Methods: We developed a simplified BP table for children 3–18 years and posted it in provider work areas beginning August 2006. We reviewed a retrospective sample of well visits for children aged 3–18 years, with equal numbers by sex and year of age, presenting at a university-based paediatric clinic between January and August 2007. Visit notes for all children with elevated BP values ≥90th percentile were reviewed to identify whether the provider recognised that the BP was elevated.

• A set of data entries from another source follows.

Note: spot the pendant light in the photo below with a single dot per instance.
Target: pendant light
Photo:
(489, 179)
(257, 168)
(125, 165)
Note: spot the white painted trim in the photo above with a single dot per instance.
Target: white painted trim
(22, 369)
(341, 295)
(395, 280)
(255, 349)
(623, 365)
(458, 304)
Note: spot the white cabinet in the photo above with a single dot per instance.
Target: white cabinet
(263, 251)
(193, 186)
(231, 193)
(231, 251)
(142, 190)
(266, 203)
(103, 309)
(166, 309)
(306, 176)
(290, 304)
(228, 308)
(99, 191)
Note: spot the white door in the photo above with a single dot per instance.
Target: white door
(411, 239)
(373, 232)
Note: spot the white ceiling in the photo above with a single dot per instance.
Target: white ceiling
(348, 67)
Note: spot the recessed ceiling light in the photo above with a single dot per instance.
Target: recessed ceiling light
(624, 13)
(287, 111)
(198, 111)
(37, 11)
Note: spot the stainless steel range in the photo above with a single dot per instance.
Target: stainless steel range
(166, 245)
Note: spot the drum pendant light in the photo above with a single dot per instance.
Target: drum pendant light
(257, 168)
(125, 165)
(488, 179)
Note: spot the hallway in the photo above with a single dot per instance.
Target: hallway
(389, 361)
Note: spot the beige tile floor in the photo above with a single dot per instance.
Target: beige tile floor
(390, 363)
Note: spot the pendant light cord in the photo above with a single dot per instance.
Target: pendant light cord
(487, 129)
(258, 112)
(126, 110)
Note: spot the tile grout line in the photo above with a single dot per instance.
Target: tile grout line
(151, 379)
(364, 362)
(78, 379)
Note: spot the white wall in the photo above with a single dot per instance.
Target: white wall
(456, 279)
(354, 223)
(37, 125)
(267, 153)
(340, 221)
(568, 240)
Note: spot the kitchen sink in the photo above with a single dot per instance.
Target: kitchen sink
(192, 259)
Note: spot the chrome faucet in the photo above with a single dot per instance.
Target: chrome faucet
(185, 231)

Results: In 493 well visits, 85 (17.2%) children had pre-hypertensive (90th to <95th percentile) and 100 (20.3%) had hypertensive (≥95th percentile) BP values. Providers recognised elevations in 34 (40%) pre-hypertensive and 77 (77%) hypertensive measurements. Recognition was significantly more common for those in the hypertensive than the pre-hypertensive range (χ2 = 24.9, degrees of freedom = 1, P < 0.001). Compared with our 2003 data, recognition of hypertensive BP values was significantly greater (77% vs. 15%) (t = 14.479, degrees of freedom = 98, P < 0.001) after introduction of the simplified BP table.
Conclusions: Use of a simplified BP table can lead to significantly improved recognition of elevated BP in children.